Nearly 300 employees on oil and gas drilling rigs off Norway could go on strike unless a wage deal is agreed by June 22, the country’s state-appointed mediator said on Thursday.
Rowan Companies’ Viking and Gorilla rigs will be affected, one of the unions involved in the wage talks said. It was not clear if other rigs would be affected.
The mediator said that around 3,000 workers could join a long-term strike.
Labour disputes on drilling rigs typically halt oil and gas exploration and drilling of new production wells at existing fields, but do not affect current production at wells.
One of the unions, Safe, said 79 of its members working on Rowan Companies’ Viking and Gorilla rigs would go on strike if no agreement is reached.
Unions and the rig owners are due to meet to negotiate an annual wage deal on June 20 and have set a deadline to reach an agreement by midnight on June 21. They have not publicly disclosed the terms demanded.
The Viking rig currently does work for Swedish oil firm Lundin, while the Gorilla works for oil major ConocoPhillips, Rowan said recently.

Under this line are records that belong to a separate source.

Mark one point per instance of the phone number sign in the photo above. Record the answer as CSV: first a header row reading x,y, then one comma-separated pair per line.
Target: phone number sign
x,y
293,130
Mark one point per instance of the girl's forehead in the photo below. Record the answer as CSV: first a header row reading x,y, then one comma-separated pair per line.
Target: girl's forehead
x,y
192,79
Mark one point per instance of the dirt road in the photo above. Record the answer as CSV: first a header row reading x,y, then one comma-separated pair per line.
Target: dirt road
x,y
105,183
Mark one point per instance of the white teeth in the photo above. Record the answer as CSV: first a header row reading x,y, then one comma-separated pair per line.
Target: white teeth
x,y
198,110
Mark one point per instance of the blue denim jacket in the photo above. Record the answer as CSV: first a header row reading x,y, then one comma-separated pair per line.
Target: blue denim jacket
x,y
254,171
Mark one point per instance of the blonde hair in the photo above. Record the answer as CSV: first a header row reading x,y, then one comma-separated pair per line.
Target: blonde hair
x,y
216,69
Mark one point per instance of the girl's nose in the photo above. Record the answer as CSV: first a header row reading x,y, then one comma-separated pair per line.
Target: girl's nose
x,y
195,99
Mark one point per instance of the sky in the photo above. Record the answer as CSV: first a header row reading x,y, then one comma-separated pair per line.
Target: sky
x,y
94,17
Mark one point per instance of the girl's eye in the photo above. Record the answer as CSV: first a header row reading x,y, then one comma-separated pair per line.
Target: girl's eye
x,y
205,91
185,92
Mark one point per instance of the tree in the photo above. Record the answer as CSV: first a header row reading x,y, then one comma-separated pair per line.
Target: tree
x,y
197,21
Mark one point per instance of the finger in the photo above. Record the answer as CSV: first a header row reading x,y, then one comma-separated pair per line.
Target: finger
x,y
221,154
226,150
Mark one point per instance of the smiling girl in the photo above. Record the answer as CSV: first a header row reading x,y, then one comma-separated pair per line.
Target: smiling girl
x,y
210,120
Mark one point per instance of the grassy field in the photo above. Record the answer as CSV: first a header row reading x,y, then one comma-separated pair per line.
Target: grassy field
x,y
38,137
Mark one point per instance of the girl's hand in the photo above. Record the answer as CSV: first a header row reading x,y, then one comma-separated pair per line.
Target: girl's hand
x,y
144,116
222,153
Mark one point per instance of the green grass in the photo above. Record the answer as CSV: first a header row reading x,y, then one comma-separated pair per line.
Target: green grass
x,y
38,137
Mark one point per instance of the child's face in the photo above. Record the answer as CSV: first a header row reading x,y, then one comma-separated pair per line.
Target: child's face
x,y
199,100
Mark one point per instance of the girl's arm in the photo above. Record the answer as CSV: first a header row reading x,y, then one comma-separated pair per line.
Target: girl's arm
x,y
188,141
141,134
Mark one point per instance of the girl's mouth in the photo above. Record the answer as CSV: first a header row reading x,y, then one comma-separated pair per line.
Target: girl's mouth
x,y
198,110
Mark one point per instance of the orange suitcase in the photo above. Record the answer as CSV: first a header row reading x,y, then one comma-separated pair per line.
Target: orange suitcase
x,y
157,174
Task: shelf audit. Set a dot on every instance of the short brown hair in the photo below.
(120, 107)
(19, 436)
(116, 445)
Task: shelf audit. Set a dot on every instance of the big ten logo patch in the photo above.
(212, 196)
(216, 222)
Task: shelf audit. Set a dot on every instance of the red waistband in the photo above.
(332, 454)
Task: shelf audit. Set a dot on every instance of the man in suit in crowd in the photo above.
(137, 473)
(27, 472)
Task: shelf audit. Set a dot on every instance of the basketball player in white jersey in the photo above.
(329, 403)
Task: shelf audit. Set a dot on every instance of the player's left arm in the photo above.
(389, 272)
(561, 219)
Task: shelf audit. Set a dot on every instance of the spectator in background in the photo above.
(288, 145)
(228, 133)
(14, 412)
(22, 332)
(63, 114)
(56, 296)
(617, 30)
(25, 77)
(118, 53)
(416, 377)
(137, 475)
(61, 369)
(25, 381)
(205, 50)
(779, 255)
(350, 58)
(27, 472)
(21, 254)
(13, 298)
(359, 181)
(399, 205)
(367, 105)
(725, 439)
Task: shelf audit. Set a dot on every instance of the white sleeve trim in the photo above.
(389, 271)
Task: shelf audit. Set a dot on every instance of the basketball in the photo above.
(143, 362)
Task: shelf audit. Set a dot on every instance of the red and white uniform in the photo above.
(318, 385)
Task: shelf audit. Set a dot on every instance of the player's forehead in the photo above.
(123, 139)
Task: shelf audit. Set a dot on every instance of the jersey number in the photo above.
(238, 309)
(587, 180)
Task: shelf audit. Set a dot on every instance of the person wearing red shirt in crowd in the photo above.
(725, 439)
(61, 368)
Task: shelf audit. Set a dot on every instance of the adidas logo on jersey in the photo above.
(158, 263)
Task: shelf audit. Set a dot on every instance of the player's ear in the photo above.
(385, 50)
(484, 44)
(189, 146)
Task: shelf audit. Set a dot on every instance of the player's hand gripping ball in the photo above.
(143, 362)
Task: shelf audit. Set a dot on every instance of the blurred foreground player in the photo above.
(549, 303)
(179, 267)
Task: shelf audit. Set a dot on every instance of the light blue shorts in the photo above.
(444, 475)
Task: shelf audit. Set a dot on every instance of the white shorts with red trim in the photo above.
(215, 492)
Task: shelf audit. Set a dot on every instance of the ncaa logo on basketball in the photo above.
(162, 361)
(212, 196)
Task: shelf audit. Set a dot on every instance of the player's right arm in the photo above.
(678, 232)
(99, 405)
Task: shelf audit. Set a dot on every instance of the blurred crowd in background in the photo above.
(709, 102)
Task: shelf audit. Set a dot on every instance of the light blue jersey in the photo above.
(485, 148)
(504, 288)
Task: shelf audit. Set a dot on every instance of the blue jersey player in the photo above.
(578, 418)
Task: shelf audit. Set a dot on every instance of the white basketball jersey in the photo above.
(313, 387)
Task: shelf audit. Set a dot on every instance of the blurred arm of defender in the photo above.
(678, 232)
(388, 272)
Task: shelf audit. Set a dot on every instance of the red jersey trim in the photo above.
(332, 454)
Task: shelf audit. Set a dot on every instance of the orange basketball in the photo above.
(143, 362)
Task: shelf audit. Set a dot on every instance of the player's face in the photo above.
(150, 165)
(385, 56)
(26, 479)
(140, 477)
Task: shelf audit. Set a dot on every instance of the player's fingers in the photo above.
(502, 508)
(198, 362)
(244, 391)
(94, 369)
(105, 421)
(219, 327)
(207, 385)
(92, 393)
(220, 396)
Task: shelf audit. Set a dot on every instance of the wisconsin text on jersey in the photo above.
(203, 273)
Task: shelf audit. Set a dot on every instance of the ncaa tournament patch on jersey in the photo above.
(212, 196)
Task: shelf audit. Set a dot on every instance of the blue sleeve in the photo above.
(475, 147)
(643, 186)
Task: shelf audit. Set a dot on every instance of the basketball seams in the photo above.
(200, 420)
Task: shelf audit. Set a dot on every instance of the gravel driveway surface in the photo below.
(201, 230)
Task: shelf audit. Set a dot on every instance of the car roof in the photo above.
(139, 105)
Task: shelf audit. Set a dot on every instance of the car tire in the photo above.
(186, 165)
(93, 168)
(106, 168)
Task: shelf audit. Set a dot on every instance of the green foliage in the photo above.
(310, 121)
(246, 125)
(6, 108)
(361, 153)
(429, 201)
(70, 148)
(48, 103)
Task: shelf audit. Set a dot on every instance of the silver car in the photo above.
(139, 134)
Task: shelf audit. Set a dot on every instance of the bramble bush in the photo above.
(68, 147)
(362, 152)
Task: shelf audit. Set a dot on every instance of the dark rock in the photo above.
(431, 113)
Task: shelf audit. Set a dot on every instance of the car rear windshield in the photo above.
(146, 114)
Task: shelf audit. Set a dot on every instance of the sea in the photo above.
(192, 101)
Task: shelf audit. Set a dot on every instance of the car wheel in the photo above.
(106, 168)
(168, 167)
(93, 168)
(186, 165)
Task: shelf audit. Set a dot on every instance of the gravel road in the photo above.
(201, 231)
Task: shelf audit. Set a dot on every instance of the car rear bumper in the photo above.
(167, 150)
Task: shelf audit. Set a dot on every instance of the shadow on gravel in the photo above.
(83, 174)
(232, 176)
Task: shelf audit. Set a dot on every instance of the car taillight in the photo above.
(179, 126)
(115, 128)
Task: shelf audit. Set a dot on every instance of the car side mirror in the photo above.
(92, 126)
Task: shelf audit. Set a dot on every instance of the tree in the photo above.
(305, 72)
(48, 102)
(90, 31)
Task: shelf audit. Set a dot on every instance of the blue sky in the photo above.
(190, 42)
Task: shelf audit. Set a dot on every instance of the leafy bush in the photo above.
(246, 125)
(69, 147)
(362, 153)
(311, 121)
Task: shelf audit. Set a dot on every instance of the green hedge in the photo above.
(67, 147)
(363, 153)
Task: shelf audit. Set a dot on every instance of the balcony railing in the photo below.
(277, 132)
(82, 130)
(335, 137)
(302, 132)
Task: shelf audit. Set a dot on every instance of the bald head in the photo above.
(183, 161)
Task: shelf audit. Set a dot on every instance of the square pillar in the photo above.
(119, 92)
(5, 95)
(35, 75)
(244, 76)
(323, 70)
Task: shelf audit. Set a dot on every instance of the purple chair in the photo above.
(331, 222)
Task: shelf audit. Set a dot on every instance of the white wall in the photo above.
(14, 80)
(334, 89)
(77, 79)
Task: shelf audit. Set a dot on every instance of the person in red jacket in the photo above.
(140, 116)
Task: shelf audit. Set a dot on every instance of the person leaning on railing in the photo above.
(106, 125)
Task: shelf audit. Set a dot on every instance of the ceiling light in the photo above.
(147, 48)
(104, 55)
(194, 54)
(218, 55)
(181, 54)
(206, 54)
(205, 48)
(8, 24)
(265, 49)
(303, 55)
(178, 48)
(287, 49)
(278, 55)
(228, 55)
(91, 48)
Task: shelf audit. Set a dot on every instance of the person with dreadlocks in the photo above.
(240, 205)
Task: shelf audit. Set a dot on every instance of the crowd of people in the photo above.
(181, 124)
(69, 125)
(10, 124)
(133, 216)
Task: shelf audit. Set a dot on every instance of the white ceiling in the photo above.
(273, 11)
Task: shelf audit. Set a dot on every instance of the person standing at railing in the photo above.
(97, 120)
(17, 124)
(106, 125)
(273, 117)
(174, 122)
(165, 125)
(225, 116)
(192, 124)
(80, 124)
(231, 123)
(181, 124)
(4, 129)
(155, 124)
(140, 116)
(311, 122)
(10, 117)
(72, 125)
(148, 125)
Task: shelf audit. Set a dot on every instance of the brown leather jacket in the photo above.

In addition to the 79 Safe members, another 190 workers represented by the Industri Energi union and 14 members of DSO would be part of the first wave of a strike, the state mediator said.
A spokesman for ConocoPhillips said on Thursday that the Gorilla rig is currently engaged in the plugging of abandoned wells on its Ekofisk field in the North Sea, and that oil output would be unaffected by a strike.
Lundin and Rowan were not immediately available for comment.